Know how to repair, reuse, and be resourceful
With the motto, “Use it up, wear it out, make do or do without,” Americans understood the importance of being resourceful. That’s why they made efforts to repair items themselves rather than paying someone else. For example, instead of buying new clothes, women became pros at sewing clothing for their families. They took their resourcefulness a step further by finding ways to be resourceful with their materials, such as using flour sacks to make dresses for little girls.
Likewise, Americans did not simply throw things away. They looked for ways to reuse items, whether it was fabrics for clothing, goose feathers for bedding, or bones for soup broths. Nothing went to waste. Try to think about this lesson the next time you head to the garbage can – what are you throwing away that can be reused?
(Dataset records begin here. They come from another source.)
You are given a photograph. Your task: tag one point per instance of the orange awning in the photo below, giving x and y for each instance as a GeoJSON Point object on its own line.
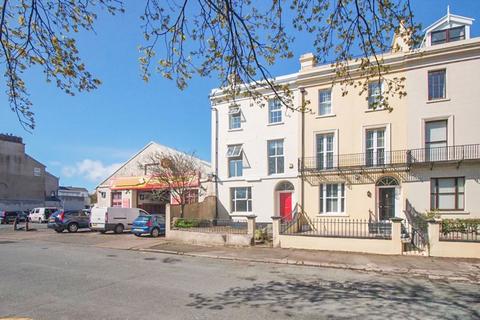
{"type": "Point", "coordinates": [140, 183]}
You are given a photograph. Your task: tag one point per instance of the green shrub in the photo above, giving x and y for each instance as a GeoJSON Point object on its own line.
{"type": "Point", "coordinates": [460, 225]}
{"type": "Point", "coordinates": [186, 223]}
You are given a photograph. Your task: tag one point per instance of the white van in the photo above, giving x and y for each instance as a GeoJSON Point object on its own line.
{"type": "Point", "coordinates": [41, 215]}
{"type": "Point", "coordinates": [113, 219]}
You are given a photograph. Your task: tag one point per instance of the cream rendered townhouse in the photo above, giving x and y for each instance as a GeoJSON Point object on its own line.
{"type": "Point", "coordinates": [357, 161]}
{"type": "Point", "coordinates": [255, 155]}
{"type": "Point", "coordinates": [363, 162]}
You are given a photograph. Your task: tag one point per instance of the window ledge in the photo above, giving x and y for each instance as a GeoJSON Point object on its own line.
{"type": "Point", "coordinates": [275, 123]}
{"type": "Point", "coordinates": [332, 215]}
{"type": "Point", "coordinates": [438, 100]}
{"type": "Point", "coordinates": [330, 115]}
{"type": "Point", "coordinates": [376, 110]}
{"type": "Point", "coordinates": [276, 175]}
{"type": "Point", "coordinates": [235, 179]}
{"type": "Point", "coordinates": [454, 212]}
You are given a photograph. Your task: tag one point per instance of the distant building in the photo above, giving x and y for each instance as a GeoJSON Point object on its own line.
{"type": "Point", "coordinates": [24, 182]}
{"type": "Point", "coordinates": [73, 198]}
{"type": "Point", "coordinates": [132, 187]}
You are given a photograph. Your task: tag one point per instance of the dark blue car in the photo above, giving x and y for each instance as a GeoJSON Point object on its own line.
{"type": "Point", "coordinates": [68, 220]}
{"type": "Point", "coordinates": [152, 224]}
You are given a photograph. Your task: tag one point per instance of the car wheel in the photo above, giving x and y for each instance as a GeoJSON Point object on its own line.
{"type": "Point", "coordinates": [118, 228]}
{"type": "Point", "coordinates": [155, 232]}
{"type": "Point", "coordinates": [72, 227]}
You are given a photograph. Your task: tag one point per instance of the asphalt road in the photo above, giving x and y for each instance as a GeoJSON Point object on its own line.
{"type": "Point", "coordinates": [42, 279]}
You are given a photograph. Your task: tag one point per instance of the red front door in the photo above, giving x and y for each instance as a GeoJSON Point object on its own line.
{"type": "Point", "coordinates": [286, 205]}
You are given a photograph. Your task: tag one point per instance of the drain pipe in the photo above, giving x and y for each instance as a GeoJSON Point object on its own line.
{"type": "Point", "coordinates": [216, 161]}
{"type": "Point", "coordinates": [302, 161]}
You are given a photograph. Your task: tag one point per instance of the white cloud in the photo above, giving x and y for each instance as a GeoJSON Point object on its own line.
{"type": "Point", "coordinates": [91, 170]}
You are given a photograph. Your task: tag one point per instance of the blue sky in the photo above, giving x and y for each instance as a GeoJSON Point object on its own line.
{"type": "Point", "coordinates": [84, 138]}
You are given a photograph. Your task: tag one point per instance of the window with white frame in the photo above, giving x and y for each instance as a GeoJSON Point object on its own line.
{"type": "Point", "coordinates": [191, 196]}
{"type": "Point", "coordinates": [375, 147]}
{"type": "Point", "coordinates": [324, 145]}
{"type": "Point", "coordinates": [436, 140]}
{"type": "Point", "coordinates": [37, 172]}
{"type": "Point", "coordinates": [325, 102]}
{"type": "Point", "coordinates": [447, 193]}
{"type": "Point", "coordinates": [374, 94]}
{"type": "Point", "coordinates": [274, 111]}
{"type": "Point", "coordinates": [332, 198]}
{"type": "Point", "coordinates": [234, 117]}
{"type": "Point", "coordinates": [235, 160]}
{"type": "Point", "coordinates": [448, 35]}
{"type": "Point", "coordinates": [437, 88]}
{"type": "Point", "coordinates": [241, 199]}
{"type": "Point", "coordinates": [276, 159]}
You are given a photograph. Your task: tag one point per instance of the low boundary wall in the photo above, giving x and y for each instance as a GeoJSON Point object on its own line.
{"type": "Point", "coordinates": [447, 248]}
{"type": "Point", "coordinates": [391, 246]}
{"type": "Point", "coordinates": [209, 238]}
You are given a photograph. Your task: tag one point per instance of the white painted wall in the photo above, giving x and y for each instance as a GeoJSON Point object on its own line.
{"type": "Point", "coordinates": [253, 135]}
Know how to be a good neighbor
During disaster situations, you need your neighbors. This was incredibly true during the Great Depression, as people learned to look out for one another. For example, church potlucks were popular during this time because it was a way to share food with neighbors.
Being neighborly also provided an opportunity to barter goods. When the banks closed down, it left people without access to cash. Therefore, they turned to bartering goods and services to make ends meet.
Know how to live with less
Possibly the biggest lesson we can learn from the survivors of the Great Depression is how to live with less. Most of us have more than we actually need and use our money to buy what we want. By shifting our thinking from what we want to what we need, we can protect ourselves financially – before an economic collapse.
During the Great Depression, families made necessary cuts that enabled them to survive, such as choosing to walk rather than owning a car. They might have wanted a car, but they didn’t need one. Similarly, they might have wanted to go to the movies, but they didn’t need to. So, they chose to gather with neighbors and play cards instead.
In our own lives, we might want the cable sports package, but do we need it? We might want unlimited Wi-Fi on our mobile devices, but do we need it with so many public spaces offering free Wi-Fi? While there is nothing wrong with these choices when you have the means, during times of financial upheaval, it is necessary to learn how to live with less by focusing on your needs, not wants.
Make wise choices with your money, friends.